Saturday, January 24, 2009

THE CASE (PART TWO), THE WATCHER AND THE WATCHED

Thursday morning, twenty to four….

Solitude breeds in Alba a kind of quiet agitation in the half dark shadows, and just as the mind’s eye obliterates uncomfortable or unwanted visions, Alba’s consciousness has broken with the distant sounds of life outside her bedroom. Her eyes leap from one point to another. From the letter to a distant lover she is in the act of writing, to the blue end of the Bic biro, the instrument through which her images, ideas, visions, inspirations, appear to have been transmitted from mind to paper. From this pen her eyes pan over to the islands of temporary light and some reflections created by the small angle-poise desk lamp, a light just there that reveals, yet seems poised to punish whatever it might illuminate, held in the claw of a gunmetal grey scorpion hovering over her pad of light blue, lined writing paper.
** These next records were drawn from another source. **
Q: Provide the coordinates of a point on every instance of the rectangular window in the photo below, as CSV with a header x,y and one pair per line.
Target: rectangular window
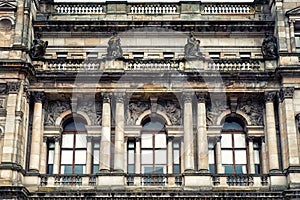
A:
x,y
96,157
130,157
51,146
176,157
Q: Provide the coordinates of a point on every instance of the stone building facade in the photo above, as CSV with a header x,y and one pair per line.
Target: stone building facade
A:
x,y
125,100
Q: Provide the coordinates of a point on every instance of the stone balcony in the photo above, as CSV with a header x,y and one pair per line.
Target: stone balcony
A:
x,y
150,65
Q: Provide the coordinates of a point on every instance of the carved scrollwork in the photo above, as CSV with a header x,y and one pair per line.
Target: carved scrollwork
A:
x,y
173,111
93,110
135,109
254,109
54,109
214,110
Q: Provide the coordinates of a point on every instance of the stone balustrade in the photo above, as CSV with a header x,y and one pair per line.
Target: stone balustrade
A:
x,y
73,65
240,180
72,180
217,9
153,65
79,9
154,9
234,65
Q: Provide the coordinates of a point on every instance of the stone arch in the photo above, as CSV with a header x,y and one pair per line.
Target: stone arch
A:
x,y
68,114
238,114
148,112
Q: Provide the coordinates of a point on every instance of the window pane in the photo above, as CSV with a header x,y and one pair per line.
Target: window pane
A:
x,y
240,157
50,156
66,169
176,157
227,157
228,169
226,141
80,141
160,157
96,157
66,157
80,156
130,156
239,140
147,141
147,157
211,157
256,157
160,141
67,141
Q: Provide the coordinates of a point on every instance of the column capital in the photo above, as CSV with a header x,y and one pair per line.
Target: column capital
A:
x,y
286,93
270,96
120,97
106,97
13,87
39,97
201,97
187,97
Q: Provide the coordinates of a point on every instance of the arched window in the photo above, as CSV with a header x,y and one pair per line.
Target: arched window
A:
x,y
234,147
154,147
73,148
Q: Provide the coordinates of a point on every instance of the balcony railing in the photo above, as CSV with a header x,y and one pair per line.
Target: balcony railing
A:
x,y
153,65
223,9
79,9
154,9
154,180
67,180
234,65
247,180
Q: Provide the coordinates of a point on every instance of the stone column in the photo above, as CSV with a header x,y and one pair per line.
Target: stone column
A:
x,y
170,154
119,133
271,132
251,155
137,155
288,115
43,163
89,155
219,169
202,135
105,145
292,36
188,133
36,132
56,160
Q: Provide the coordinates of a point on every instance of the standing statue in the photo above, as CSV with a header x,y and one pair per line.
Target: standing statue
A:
x,y
192,48
114,49
269,47
38,47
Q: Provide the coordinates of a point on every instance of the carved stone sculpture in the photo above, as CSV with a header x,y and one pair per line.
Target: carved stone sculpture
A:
x,y
135,109
114,49
269,47
38,47
192,48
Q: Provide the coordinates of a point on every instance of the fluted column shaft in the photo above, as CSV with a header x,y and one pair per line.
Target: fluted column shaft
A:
x,y
36,133
188,133
105,146
271,132
119,133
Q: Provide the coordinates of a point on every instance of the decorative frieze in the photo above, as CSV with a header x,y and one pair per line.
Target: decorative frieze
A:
x,y
54,109
172,110
135,109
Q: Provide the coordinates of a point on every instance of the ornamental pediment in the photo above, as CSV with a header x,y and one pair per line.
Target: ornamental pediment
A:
x,y
294,11
6,5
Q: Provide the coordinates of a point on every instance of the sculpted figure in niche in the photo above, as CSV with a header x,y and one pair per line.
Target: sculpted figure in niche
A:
x,y
114,49
269,46
38,47
192,48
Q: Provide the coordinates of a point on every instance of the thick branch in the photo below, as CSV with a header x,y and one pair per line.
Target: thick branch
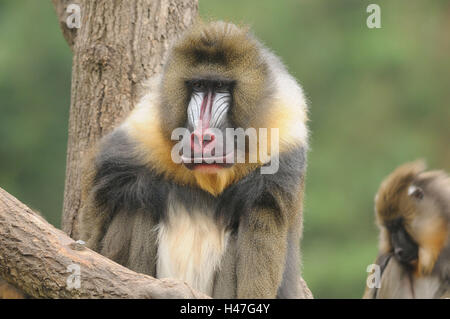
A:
x,y
34,256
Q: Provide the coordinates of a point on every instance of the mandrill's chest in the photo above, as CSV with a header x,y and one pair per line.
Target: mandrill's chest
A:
x,y
191,244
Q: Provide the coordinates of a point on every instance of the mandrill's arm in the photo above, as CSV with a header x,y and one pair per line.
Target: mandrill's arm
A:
x,y
262,245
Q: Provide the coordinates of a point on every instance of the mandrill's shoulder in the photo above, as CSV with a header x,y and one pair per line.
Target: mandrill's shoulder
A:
x,y
121,180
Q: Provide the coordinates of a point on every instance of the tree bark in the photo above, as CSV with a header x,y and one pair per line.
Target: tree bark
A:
x,y
120,43
34,256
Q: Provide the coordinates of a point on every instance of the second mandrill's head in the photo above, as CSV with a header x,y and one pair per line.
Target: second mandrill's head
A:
x,y
215,78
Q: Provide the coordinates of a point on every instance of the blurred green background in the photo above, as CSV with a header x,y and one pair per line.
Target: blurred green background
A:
x,y
378,98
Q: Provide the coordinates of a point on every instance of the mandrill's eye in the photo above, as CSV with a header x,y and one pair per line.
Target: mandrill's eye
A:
x,y
198,85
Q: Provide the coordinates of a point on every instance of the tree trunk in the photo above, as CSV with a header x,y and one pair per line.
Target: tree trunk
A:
x,y
120,43
42,261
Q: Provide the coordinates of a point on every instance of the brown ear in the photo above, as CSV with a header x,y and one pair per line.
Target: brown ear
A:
x,y
415,191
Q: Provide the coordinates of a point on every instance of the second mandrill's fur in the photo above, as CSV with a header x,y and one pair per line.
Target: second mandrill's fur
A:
x,y
413,214
228,231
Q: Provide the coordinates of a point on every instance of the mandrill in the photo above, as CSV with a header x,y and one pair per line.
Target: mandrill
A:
x,y
220,211
413,214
Peter, Bug Eyed Peter, his eyes leap from one point to another too. He can picture the islands of light, Alba’s face reflected in the glass of the sash-cord window in front of which she sits, the letter she is in the act of composing, illuminated before her, at a slight angle to the edge of the white Formica top table, as makes writing comfortable for the right handed. He can picture, to her left, a little nearer the window, five or six paperback novels stacked one atop the other, a little stairway with grey authors’ photographs and back-jacket book reviews. These are the real story and “....it’s sharp, short, cold, exact and exiting. Every word counts in this macabre, strongly imagined little intrigue.”

Peter hears the sounds of birds that will soon be singing outside Alba's dusty, rain splattered Victorian era sash-cord window.